Pégasies - vendredi 4 juin
Les jours (enfin les nuits) se suivent sans se ressembler. Cette nuit, nous avons crevé de chaud… jamais contents, me direz vous !
Notre petit déjeuner matinal se prend au soleil.

Tout est parfait… même le pain grillé ! Claudine qui s’est occupé de l’intendance a très bien fait les choses.

On traîne, on discute avec nos voisins sarthois. Aujourd’hui, après 2 grosses étapes, ils coupent au plus direct. Leur plus jeune cavalier a 7 ans et leur « senior » les rejoint aujourd’hui avec son attelage (j’ai oublié son âge mais il a plus de 70 ans).

Quand Stéphane arrive avec, nous sommes loins d’être prêts.
Le cheval de Philippe a été très embêté hier par les insectes et lorsque nous lui parlons des mouches plates qui sévissent à Mézangers, il décide de prendre les grands moyens ; badigeonner les fesses de son cheval de mytosil. Parait que c’est idéal. Je connaissais pour les fesses des bébés, mais pas en prévention insectes. Par contre, c’est mieux d’avoir un cheval clair…
Jean-Yves laisse les lieux propres, les filles potassent la carte et je dois retrouver tout ce petit monde pour le picnic vers 13 heures au bois de Crun.

Le premier groupe, Stéphane, Brigitte et Gérald tient ses promesses.
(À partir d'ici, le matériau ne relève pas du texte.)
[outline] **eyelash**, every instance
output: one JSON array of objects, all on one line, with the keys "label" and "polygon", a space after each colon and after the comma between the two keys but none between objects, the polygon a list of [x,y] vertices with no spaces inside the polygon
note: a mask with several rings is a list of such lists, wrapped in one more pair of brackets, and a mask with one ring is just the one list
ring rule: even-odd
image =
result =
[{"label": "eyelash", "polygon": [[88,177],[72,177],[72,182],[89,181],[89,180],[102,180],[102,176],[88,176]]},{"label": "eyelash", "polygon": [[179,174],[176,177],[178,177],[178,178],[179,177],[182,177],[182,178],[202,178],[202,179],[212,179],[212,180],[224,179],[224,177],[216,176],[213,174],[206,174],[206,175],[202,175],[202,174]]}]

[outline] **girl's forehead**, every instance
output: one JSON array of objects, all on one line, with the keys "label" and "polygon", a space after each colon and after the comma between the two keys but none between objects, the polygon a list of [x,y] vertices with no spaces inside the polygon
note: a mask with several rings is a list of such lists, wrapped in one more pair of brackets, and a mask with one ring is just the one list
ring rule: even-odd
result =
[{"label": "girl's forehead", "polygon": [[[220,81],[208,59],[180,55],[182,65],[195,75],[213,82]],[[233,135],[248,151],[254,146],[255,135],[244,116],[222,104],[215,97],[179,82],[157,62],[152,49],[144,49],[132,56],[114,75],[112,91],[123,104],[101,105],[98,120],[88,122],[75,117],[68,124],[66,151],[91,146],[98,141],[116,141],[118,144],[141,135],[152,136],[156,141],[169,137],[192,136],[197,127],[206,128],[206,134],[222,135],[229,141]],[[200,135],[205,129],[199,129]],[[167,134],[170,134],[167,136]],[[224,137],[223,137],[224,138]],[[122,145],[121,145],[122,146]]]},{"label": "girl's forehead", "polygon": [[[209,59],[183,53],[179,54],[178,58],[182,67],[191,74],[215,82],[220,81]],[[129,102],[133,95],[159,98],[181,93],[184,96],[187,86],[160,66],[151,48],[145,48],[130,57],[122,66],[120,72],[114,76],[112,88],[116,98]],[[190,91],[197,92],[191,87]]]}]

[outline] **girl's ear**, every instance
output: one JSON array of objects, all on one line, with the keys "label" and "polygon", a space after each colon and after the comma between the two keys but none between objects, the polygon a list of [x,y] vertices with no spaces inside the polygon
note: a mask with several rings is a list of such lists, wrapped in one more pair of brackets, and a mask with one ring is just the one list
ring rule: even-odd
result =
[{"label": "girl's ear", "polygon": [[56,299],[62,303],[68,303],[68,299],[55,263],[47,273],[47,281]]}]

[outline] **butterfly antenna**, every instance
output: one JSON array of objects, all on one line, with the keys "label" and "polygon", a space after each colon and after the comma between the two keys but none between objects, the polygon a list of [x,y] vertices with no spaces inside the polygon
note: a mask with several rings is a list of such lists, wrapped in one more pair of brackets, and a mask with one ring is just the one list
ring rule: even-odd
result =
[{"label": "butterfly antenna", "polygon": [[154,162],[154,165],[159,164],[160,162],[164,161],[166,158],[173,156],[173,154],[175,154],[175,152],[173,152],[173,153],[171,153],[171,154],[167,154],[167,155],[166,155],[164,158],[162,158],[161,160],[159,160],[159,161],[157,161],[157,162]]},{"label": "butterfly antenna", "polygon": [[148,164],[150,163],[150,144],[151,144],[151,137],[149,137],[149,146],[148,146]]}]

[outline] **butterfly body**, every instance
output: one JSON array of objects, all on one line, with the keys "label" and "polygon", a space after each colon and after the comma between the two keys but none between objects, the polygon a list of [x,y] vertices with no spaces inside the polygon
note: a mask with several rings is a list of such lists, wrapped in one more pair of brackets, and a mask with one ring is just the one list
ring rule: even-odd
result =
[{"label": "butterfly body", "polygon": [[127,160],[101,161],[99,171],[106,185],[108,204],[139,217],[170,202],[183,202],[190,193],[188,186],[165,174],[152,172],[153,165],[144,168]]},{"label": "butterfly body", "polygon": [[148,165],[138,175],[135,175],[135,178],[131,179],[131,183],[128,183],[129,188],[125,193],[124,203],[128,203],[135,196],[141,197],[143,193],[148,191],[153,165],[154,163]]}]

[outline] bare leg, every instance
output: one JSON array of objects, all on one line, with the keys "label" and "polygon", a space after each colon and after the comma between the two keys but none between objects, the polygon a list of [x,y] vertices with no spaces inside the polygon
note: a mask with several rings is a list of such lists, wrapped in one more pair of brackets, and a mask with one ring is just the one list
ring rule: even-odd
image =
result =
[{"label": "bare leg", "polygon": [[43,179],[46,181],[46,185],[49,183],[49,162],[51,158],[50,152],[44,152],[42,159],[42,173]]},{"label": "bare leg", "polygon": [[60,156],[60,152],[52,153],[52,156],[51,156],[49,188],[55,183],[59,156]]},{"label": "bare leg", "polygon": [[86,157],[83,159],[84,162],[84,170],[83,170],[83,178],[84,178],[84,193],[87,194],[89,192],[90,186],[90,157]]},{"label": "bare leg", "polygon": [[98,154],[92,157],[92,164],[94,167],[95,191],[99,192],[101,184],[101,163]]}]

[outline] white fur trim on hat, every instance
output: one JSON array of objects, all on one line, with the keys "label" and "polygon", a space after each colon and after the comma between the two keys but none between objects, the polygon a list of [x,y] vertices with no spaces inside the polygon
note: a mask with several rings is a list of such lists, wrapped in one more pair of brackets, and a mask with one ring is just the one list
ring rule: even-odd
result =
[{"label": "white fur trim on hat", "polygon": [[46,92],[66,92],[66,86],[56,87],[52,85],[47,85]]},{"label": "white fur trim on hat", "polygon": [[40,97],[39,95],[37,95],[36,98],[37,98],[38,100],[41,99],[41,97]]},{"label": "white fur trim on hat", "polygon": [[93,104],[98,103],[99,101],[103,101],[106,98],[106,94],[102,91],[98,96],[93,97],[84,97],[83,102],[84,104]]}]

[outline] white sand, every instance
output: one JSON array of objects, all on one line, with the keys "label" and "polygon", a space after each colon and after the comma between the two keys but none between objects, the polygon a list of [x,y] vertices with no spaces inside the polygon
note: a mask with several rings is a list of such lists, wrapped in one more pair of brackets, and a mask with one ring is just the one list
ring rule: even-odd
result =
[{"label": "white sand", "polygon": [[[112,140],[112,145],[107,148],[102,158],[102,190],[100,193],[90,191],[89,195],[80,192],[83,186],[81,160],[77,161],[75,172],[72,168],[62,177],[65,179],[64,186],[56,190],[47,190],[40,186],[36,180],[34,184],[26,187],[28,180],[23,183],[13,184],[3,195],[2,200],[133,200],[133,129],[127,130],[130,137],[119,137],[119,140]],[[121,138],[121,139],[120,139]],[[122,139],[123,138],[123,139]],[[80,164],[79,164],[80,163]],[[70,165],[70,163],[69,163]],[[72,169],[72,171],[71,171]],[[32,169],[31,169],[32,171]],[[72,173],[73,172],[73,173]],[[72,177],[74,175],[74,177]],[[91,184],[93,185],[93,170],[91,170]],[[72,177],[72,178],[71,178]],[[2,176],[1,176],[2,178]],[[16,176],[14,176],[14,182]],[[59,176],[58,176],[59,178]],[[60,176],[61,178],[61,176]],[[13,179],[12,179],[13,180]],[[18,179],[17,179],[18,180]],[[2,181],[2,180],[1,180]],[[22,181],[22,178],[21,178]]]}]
Je les rejoins en sous-bois pour picniquer.

Mais les filles se sont perdues où je ne sais quoi et je ne récupère ma monture qu’à plus de 14 heures.
Pause oblige, nous ne repartons qu’à 15 heures. Il fait une chaleur… à faire la sieste. Pas un pet d’eau. Les chevaux sont amorphes. On se perd encore un petit peu (c’est normal, c’est le tracé qui n’était pas bon) et enfin sortons du bois. Une mare nous tend les bras. Chacun y va de sa méthode ; avec ou sans l'aide des humains.
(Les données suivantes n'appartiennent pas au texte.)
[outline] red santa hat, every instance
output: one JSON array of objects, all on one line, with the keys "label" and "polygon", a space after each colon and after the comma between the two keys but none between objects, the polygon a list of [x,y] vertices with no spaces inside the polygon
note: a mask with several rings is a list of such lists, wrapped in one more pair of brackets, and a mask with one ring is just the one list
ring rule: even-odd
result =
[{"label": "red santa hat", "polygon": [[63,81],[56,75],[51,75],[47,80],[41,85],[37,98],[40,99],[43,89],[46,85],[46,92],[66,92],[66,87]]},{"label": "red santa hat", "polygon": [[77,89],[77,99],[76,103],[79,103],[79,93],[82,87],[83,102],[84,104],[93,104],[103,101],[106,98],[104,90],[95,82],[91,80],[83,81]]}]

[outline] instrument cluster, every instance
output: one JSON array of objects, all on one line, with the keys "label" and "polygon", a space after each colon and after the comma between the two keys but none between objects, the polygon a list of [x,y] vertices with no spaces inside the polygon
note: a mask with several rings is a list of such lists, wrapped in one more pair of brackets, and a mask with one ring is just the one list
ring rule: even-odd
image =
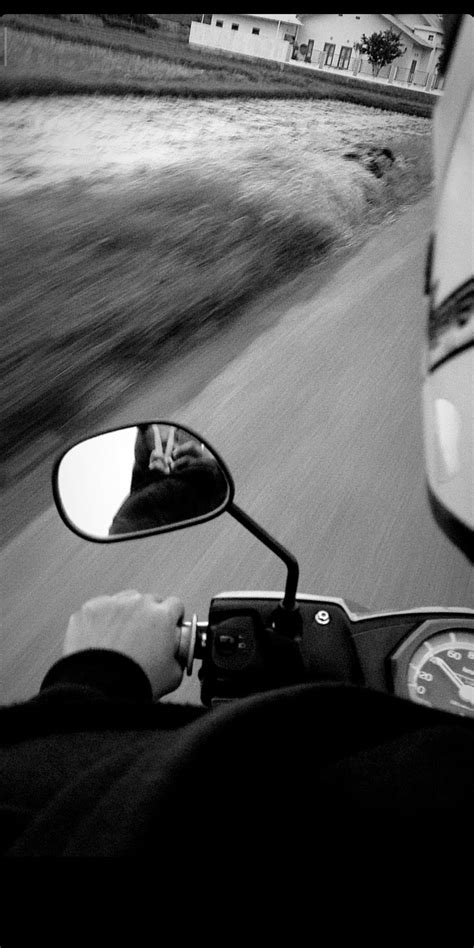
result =
[{"label": "instrument cluster", "polygon": [[390,658],[395,694],[474,716],[474,622],[429,619]]}]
La dernière partie du circuit est plus facile mais en plein soleil. Je ne sais pas si c’est à cause de ses postérieurs déferrés, mais ce n’est plus un cheval que j’ai, mais un escargot.
Heureusement que les journées sont longues…
A l’approche de Mézangers, Bryan, qui a fini sa journée de travail, vient à notre rencontre. Il a dû se dire « les filles, elles vont encore se perdre ! ». Bref vers 18 heures, nous voilà enfin chez Stéphane qui nous accueille pour la nuit. Mine de rien, depuis 10 heures ce matin, ça fait pas une moyenne terrible !

Tout le monde est arrivé. Nous installons les chevaux dans leur paddock...
... avant de s’accorder une pause bien méritée. Au fait, c’est l’anniversaire de Jean-Yves. Ça s’arrose !
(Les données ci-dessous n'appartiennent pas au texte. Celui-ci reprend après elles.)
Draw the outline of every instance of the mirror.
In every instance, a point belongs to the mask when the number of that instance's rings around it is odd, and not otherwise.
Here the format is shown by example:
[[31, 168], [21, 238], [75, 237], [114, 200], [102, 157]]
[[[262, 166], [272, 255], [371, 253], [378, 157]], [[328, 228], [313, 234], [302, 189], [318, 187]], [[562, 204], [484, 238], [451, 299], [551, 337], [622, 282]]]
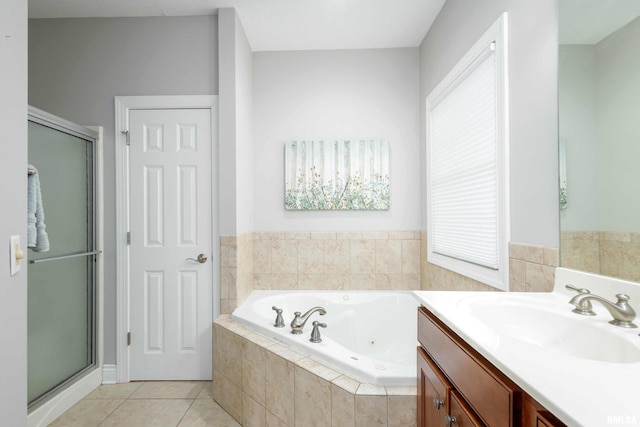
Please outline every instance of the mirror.
[[640, 1], [558, 0], [560, 263], [640, 282]]

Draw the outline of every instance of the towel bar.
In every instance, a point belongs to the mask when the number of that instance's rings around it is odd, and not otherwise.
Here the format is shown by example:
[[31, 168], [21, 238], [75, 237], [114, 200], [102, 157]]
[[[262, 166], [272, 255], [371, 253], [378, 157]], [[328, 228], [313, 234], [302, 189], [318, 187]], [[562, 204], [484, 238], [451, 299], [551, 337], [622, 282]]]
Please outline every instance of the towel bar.
[[27, 169], [28, 175], [35, 175], [36, 173], [38, 173], [38, 171], [36, 171], [35, 169]]

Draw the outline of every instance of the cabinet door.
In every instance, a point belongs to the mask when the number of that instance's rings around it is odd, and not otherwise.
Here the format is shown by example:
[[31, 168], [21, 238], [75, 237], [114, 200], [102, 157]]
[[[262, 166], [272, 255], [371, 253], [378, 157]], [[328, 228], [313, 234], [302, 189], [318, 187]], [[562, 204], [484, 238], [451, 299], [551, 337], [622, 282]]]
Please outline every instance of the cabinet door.
[[418, 347], [418, 427], [444, 427], [449, 382]]
[[484, 426], [460, 394], [452, 390], [449, 394], [449, 413], [445, 420], [447, 427], [475, 427]]

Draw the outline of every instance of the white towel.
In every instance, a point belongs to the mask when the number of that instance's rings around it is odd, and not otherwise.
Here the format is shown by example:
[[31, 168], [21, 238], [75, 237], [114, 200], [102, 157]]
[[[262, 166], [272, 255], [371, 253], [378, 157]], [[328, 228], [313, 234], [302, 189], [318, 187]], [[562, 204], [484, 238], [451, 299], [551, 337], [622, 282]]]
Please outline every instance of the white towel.
[[44, 223], [44, 209], [42, 208], [42, 194], [40, 193], [40, 179], [38, 171], [32, 165], [27, 170], [35, 173], [27, 179], [27, 247], [35, 252], [49, 250], [49, 236]]

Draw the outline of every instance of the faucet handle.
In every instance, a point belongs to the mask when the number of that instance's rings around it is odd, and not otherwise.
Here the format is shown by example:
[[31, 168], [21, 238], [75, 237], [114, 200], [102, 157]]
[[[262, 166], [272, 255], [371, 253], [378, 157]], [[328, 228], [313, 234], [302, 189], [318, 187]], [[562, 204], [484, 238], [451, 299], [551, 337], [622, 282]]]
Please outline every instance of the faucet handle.
[[322, 338], [320, 338], [320, 330], [318, 328], [326, 328], [326, 327], [327, 327], [326, 323], [320, 323], [317, 320], [314, 320], [313, 330], [311, 331], [311, 338], [309, 338], [309, 341], [313, 343], [322, 342]]
[[616, 304], [626, 303], [631, 299], [631, 297], [627, 294], [616, 294], [616, 298], [618, 298]]
[[564, 285], [565, 288], [570, 289], [572, 291], [576, 291], [579, 294], [590, 294], [591, 291], [587, 288], [577, 288], [575, 286], [573, 286], [572, 284], [568, 284], [568, 285]]
[[282, 318], [282, 309], [275, 305], [271, 307], [271, 310], [276, 312], [276, 322], [273, 324], [276, 328], [284, 328], [284, 319]]

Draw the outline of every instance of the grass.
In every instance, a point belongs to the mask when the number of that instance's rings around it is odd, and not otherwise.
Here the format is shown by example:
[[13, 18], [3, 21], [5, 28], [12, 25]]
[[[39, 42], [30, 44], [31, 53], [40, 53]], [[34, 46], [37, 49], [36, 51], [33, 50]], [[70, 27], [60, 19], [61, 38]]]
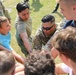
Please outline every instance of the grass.
[[[24, 56], [22, 52], [20, 51], [20, 47], [17, 45], [16, 39], [15, 39], [15, 28], [14, 28], [14, 22], [17, 16], [16, 12], [16, 4], [18, 2], [21, 2], [23, 0], [4, 0], [3, 4], [8, 9], [10, 16], [11, 16], [11, 46], [13, 49], [19, 53], [20, 55]], [[33, 22], [33, 31], [32, 36], [36, 33], [36, 30], [41, 25], [41, 18], [46, 14], [52, 14], [56, 2], [54, 0], [29, 0], [30, 4], [30, 14], [32, 17]], [[60, 22], [60, 20], [63, 18], [62, 14], [60, 14], [60, 9], [58, 9], [57, 13], [52, 14], [55, 16], [56, 23]], [[56, 62], [59, 63], [59, 58], [56, 59]]]

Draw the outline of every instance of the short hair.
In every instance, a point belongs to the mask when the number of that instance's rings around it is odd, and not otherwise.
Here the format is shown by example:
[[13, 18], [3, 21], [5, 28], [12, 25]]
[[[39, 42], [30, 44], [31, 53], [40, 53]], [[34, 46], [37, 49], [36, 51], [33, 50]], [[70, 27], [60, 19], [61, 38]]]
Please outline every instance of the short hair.
[[25, 75], [55, 75], [55, 63], [50, 54], [35, 52], [25, 62]]
[[76, 28], [67, 27], [53, 36], [52, 46], [59, 53], [76, 62]]
[[58, 0], [58, 2], [61, 2], [61, 1], [64, 1], [64, 2], [76, 2], [76, 0]]
[[12, 52], [6, 50], [0, 51], [0, 75], [9, 72], [14, 65], [15, 59]]
[[54, 22], [55, 22], [55, 18], [54, 18], [53, 15], [47, 14], [47, 15], [45, 15], [45, 16], [41, 19], [41, 21], [42, 21], [43, 23], [45, 23], [45, 22], [54, 23]]
[[0, 28], [2, 27], [2, 23], [8, 21], [5, 16], [0, 16]]
[[75, 5], [76, 4], [76, 0], [58, 0], [58, 2], [64, 2], [65, 5]]
[[17, 12], [19, 12], [19, 13], [21, 11], [25, 10], [26, 8], [29, 9], [29, 4], [27, 2], [20, 2], [16, 6]]

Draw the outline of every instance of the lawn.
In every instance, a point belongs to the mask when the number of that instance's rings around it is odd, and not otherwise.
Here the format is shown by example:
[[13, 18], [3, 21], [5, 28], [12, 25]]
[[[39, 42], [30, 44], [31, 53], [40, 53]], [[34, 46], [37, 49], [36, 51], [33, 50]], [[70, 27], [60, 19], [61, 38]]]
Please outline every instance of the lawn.
[[[15, 39], [15, 28], [14, 28], [14, 22], [17, 16], [15, 7], [16, 4], [21, 1], [23, 0], [4, 0], [3, 4], [8, 9], [9, 14], [11, 16], [11, 36], [12, 36], [11, 46], [17, 53], [24, 56], [21, 53], [19, 46], [17, 45]], [[56, 2], [54, 0], [29, 0], [29, 4], [30, 4], [30, 14], [33, 21], [32, 36], [34, 36], [36, 30], [41, 25], [41, 18], [46, 14], [52, 14], [51, 12], [55, 7]], [[55, 16], [56, 23], [60, 22], [61, 19], [63, 18], [62, 14], [60, 14], [60, 9], [58, 9], [57, 13], [53, 13], [52, 15]], [[60, 60], [57, 58], [56, 62], [59, 63]]]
Ce soir, ils annoncent de l’orage et Martine nous conseille de dormir dans le grenier aménagé. Grand luxe, ce soir. La douche est la bienvenue.
Georges et Nicole, Magali et son ami nous rejoignent pour la soirée. Heureusement, les lits ne sont pas loin !

Demain, c’est cool. Nous devons rejoindre Evron avant midi pour le rassemblement (9 km, même avec nos escargots, ça devrait être jouable.)